24.4 Question: Like database systems, workflow systems also require concurrency and recovery management. List three reasons why we cannot simply apply a relational database system using 2PL, physical undo logging, and 2PC.
24.4 Answer:
a) The tasks in a workflow have dependencies based on their status. For example the starting of a task may be conditional on the outcome (such as commit or abort) of some other task. All the tasks cannot execute independently and concurrently, using 2PC just for atomic commit.
b) Once a task gets over, it will have to expose its updates, so that other tasks running on the same processing entity don’t have to wait for long. 2PL is too strict a form of concurrency control, and is not appropriate for workflows.

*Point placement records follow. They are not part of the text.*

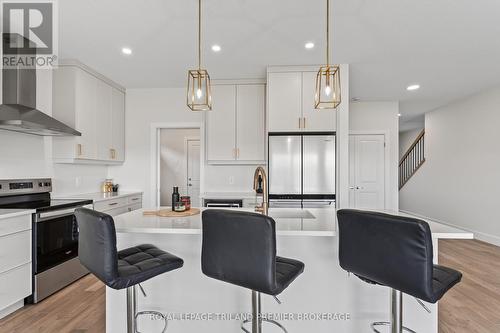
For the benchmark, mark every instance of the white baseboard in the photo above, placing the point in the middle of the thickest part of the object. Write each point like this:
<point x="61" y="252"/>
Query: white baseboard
<point x="492" y="239"/>
<point x="11" y="308"/>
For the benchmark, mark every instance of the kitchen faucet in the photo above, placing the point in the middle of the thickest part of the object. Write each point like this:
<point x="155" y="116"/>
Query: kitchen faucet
<point x="261" y="173"/>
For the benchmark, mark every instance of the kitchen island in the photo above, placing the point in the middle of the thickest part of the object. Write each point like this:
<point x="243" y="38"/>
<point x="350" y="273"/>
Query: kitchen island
<point x="323" y="299"/>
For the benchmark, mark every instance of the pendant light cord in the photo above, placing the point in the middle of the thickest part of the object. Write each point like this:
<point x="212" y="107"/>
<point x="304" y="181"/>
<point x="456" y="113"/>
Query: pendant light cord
<point x="328" y="33"/>
<point x="199" y="34"/>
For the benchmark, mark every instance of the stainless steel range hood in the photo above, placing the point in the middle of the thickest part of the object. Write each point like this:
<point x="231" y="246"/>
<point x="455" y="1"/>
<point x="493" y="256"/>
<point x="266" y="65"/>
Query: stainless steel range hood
<point x="18" y="109"/>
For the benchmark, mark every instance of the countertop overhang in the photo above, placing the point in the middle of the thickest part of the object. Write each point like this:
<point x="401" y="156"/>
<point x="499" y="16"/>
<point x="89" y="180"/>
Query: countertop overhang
<point x="289" y="222"/>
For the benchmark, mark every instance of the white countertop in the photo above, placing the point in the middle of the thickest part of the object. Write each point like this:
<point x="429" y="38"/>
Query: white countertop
<point x="320" y="223"/>
<point x="98" y="196"/>
<point x="228" y="195"/>
<point x="6" y="213"/>
<point x="289" y="222"/>
<point x="439" y="230"/>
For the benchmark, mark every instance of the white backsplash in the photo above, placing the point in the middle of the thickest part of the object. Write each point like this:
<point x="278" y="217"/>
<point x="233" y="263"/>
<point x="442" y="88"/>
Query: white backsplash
<point x="30" y="156"/>
<point x="229" y="178"/>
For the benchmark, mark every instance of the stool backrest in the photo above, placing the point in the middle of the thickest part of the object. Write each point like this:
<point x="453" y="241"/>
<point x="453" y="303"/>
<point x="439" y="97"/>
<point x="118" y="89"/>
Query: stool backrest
<point x="97" y="244"/>
<point x="239" y="248"/>
<point x="390" y="250"/>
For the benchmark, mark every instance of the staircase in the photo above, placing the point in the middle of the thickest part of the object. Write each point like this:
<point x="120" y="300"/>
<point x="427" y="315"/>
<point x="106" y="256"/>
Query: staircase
<point x="412" y="160"/>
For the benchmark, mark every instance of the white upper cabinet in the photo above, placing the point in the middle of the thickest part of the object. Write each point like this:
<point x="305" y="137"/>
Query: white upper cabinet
<point x="85" y="113"/>
<point x="118" y="126"/>
<point x="291" y="103"/>
<point x="284" y="101"/>
<point x="235" y="128"/>
<point x="250" y="122"/>
<point x="104" y="120"/>
<point x="314" y="119"/>
<point x="221" y="129"/>
<point x="94" y="106"/>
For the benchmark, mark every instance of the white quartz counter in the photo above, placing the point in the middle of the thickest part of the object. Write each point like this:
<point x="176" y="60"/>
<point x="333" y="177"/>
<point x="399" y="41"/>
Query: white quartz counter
<point x="291" y="222"/>
<point x="7" y="213"/>
<point x="228" y="195"/>
<point x="324" y="287"/>
<point x="99" y="196"/>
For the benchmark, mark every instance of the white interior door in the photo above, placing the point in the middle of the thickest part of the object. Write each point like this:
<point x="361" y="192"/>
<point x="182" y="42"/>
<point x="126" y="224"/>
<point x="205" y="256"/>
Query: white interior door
<point x="193" y="171"/>
<point x="367" y="171"/>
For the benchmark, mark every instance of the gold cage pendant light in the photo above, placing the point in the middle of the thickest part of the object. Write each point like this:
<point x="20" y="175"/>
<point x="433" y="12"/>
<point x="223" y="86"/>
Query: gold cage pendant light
<point x="328" y="94"/>
<point x="199" y="94"/>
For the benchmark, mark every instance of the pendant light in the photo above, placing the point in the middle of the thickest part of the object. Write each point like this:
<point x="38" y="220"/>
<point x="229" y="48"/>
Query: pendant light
<point x="327" y="94"/>
<point x="199" y="94"/>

c) Workflows have their own consistency requirements, i.e. failure-atomicity.
An execution of a workflow must finish in an acceptable termination state.
Because of this, and because of early exposure of uncommitted updates, the recovery procedure will be quite different. Some form of logical logging and compensation transactions will have to be used. Also to perform forward recovery of a failed workflow, the recovery routines need to restore the state information of the scheduler and tasks, not just the updated data items. Thus simple WAL cannot be used.
24.6 Question: Consider a main-memory database system recovering from a system crash. Explain the relative merits of
· Loading the entire database back into main memory before resuming transaction processing
· Loading data as it is requested by transactions
24.6 Answer:
- Loading the entire database into memory in advance can provide transactions which need high-speed or real time data access the guarantee that once they start they will not have to wait for disk accesses to fetch data. However no transaction can run till the entire database is loaded.
- The advantage in loading on demand is that transaction processing can start right away; however transactions may see long and unpredictable delays in disk access until the entire database is loaded into memory.
24.8 Question: Is a high-performance transaction system necessarily a real-time system? Why or why not?
24.8 Answer: A high-performance system is not necessarily a real-time system. In a high performance system, the main aim is to execute each transaction as quickly as possible, by having more resources and better utilization. Thus average speed and response time are the main things to be optimized. In a real-time system, speed is not the central issue. Here each transaction has a deadline, and taking care that it finishes within the deadline or takes as little extra time as possible, is the critical issue.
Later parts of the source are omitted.